How to find the cubes passed through by a triangle

Question

Given a triangle with vertice A, B and C in 3D world and a axis-aligned bounding cuboid with length*width*height=nd*md*ld(n, m, l are integers and d is float) containing it, partition the cuboid into n*m*l cubes and how to find the cubes passed through by the triangle?

There are many algorithm to detect whether a triangle and a cube intersect. Loop over all cubes the problem can be solved. However, the complexity of this approach is O(n*m*l) or O(n^3). Is there an approach with complexity O(n^2) or even O(nlogn)?

Answer 1

You cannot improve upon O(n m l) for the following reason: select m=1 and l=1. Then one has a planar arrangement of n cubes, and your triangle could intersect every one. If you need to report each cube intersected, you would have to report all n cubes.

But clearly this is just a flaw in your problem statement.

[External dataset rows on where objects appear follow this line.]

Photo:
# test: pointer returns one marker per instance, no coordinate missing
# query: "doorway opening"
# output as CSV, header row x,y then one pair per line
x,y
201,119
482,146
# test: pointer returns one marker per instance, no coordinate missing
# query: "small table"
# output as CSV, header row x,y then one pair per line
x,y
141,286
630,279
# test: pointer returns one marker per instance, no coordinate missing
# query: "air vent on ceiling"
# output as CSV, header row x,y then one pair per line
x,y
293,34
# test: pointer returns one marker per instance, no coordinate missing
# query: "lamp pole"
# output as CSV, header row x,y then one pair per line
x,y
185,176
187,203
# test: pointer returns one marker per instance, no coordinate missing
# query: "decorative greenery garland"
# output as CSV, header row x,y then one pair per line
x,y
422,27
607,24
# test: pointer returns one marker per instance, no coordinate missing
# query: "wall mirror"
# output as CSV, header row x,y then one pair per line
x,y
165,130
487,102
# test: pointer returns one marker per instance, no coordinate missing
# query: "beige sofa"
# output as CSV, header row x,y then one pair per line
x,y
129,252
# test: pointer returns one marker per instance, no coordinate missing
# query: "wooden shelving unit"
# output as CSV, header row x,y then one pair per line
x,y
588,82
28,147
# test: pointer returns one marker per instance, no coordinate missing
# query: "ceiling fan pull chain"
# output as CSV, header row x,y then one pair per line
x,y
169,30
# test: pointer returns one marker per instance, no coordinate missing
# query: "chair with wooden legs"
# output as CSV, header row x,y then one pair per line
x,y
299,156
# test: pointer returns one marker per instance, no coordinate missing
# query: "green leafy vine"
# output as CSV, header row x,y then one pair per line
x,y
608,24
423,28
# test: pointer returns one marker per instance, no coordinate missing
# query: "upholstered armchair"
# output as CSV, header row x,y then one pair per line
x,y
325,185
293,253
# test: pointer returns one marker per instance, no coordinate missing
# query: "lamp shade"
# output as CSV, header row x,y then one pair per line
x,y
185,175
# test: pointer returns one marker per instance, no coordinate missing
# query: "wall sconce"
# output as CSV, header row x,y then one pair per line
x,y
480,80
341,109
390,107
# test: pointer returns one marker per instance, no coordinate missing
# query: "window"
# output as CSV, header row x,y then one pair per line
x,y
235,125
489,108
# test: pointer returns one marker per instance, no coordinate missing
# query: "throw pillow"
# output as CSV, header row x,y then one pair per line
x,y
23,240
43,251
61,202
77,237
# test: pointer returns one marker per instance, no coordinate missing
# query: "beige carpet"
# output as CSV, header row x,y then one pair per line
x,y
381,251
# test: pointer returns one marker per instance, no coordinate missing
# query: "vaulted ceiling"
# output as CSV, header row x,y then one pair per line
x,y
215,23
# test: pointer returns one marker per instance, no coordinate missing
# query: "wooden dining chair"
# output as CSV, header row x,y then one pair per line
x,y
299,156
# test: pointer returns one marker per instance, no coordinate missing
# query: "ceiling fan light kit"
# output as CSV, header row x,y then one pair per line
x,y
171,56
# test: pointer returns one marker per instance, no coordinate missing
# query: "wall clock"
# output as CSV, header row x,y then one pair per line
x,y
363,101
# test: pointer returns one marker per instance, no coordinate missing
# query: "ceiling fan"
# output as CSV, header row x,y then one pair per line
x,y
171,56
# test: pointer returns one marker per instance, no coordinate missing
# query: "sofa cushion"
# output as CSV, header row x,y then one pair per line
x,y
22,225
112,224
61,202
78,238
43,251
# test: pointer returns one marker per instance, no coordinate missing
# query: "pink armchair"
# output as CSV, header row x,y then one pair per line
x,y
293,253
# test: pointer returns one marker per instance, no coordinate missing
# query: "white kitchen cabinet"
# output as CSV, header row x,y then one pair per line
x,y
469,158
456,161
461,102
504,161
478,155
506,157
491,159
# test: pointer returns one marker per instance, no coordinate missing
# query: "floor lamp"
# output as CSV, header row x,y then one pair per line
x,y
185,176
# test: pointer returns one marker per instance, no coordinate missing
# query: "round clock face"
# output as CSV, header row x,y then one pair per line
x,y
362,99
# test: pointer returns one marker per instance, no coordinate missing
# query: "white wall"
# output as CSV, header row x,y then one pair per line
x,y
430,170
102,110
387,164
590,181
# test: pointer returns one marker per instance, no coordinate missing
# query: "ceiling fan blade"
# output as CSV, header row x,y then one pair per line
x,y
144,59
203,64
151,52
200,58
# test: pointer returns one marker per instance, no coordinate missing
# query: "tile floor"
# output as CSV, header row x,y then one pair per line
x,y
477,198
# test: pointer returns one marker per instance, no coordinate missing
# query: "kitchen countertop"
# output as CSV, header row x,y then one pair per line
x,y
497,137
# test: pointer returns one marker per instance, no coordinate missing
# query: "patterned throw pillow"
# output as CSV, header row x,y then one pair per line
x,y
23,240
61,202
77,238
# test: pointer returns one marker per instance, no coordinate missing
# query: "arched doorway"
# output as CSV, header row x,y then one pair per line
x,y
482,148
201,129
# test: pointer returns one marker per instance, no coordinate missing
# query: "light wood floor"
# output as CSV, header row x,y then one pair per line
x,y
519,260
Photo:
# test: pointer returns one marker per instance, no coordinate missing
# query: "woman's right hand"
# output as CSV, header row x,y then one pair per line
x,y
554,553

What you should ask is the situation where n=m=l. So now you have an n x n x n set of cubes, and one triangle can only intersect O(n^2) of them.

In this case, certainly a triangle might intersect Ω(n^2) cubes, so one cannot improve upon quadratic complexity. This rules out O(n log n).

So the question becomes: Is there a subcubic algorithm for identifying the O(n^2) cubes intersected by a triangle? (And one may replace "triangle" with "plane.")

I believe the answer is Yes. One method is to construct an octree representing the cubes. Searches for "voxels" and "octree intersection" may lead you to explicit algorithms.